David Nicholson

Tuesday, April 23rd, 2019
Monday, November 26th, 2018

Thrillington: lessons learned from replicating a recurrent model of visual attention

Neural networks for computer vision process an entire image in parallel, but humans and many other animals fixate on a series of points in a scene as they scan it for information. This act of actively sampling the visual environment is called “overt attention”, and it has inspired several threads of artificial intelligence research. One example can be found in the paper Recurrent Models of Visual Attention (RAM) by Mnih et al. from 2014 (https://papers.nips.cc/paper/5542-recurrent-models-of-visual-attention). The RAM model is a recurrent network trained in part with reinforcement learning to integrate a series of small “glimpses” that it uses to classify images. In this talk I will discuss my results from implementing this model (https://github.com/NickleDave/thrillington). I will begin with a brief introduction to the stochastic units used in the RAM model and how they can be trained with the REINFORCE algorithm. Along the way I’ll point out issues with some extant publicly-available implementations and some “tricks of the trade” for training reinforcement learning agents. Then I will provide an analysis of the “behavior” of this model and how that behavior depends on its hyperparameters. Lastly I’ll talk about work in progress benchmarking this model and others (https://github.com/NickleDave/aver) with a visual search task (https://github.com/NickleDave/searchstims).

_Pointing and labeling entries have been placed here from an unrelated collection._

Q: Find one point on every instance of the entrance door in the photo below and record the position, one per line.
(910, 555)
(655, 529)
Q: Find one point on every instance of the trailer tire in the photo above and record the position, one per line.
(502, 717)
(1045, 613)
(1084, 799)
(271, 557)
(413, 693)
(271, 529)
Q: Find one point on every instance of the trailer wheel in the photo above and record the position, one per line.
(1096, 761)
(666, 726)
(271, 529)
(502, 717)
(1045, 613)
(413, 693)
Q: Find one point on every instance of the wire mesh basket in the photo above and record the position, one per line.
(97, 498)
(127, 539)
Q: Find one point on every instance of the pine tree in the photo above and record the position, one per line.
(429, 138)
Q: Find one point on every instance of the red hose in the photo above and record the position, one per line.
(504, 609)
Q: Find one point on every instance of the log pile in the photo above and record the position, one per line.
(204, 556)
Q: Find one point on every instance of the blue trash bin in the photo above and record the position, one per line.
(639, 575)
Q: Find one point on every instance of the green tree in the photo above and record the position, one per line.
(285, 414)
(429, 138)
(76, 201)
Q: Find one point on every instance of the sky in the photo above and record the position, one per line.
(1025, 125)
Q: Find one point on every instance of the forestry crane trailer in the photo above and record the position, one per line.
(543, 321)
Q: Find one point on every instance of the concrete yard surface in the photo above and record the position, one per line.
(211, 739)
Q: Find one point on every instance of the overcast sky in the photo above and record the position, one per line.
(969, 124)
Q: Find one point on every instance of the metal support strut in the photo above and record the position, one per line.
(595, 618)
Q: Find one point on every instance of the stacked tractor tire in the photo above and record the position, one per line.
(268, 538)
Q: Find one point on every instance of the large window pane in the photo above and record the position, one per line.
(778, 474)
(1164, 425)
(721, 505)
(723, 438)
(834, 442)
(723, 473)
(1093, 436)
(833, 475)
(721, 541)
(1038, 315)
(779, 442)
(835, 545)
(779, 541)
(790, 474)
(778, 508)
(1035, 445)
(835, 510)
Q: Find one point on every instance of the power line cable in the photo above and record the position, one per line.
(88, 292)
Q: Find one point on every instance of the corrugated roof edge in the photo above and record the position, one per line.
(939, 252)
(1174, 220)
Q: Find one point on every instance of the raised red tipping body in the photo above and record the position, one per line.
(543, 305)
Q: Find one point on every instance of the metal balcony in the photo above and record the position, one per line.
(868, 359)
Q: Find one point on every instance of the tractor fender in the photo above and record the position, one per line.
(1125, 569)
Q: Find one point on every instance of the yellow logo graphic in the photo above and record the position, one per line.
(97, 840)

A comparative study of neural network architectures for segmentation: finding syllables in birdsong

Vocalizations such as speech can be segmented into units like words or phonemes. Neural networks for speech to text typically avoid segmenting into units of time, instead mapping directly from the input features to a sequence of text. Neglecting the segmentation problem allows these networks to achieve high accuracy. However there are many cases where it is desirable to find segments, such as diagnosis of speech disorders.

Another case where it is desirable to find segments is in birdsong. Songbirds learn their songs as juveniles from adult tutors, much like a baby learns to talk from its parents. Many neuroscientists study songbirds to understand how brains learn and produce speech and similar motor skills like playing the piano. However the field has been held back by the inability to fully automate the process of segmenting song into its elements, often called syllables, and then label those syllables. Because of this bottleneck, often only a small portion of the thousands of songs collected in a behavioral experiment can be analyzed.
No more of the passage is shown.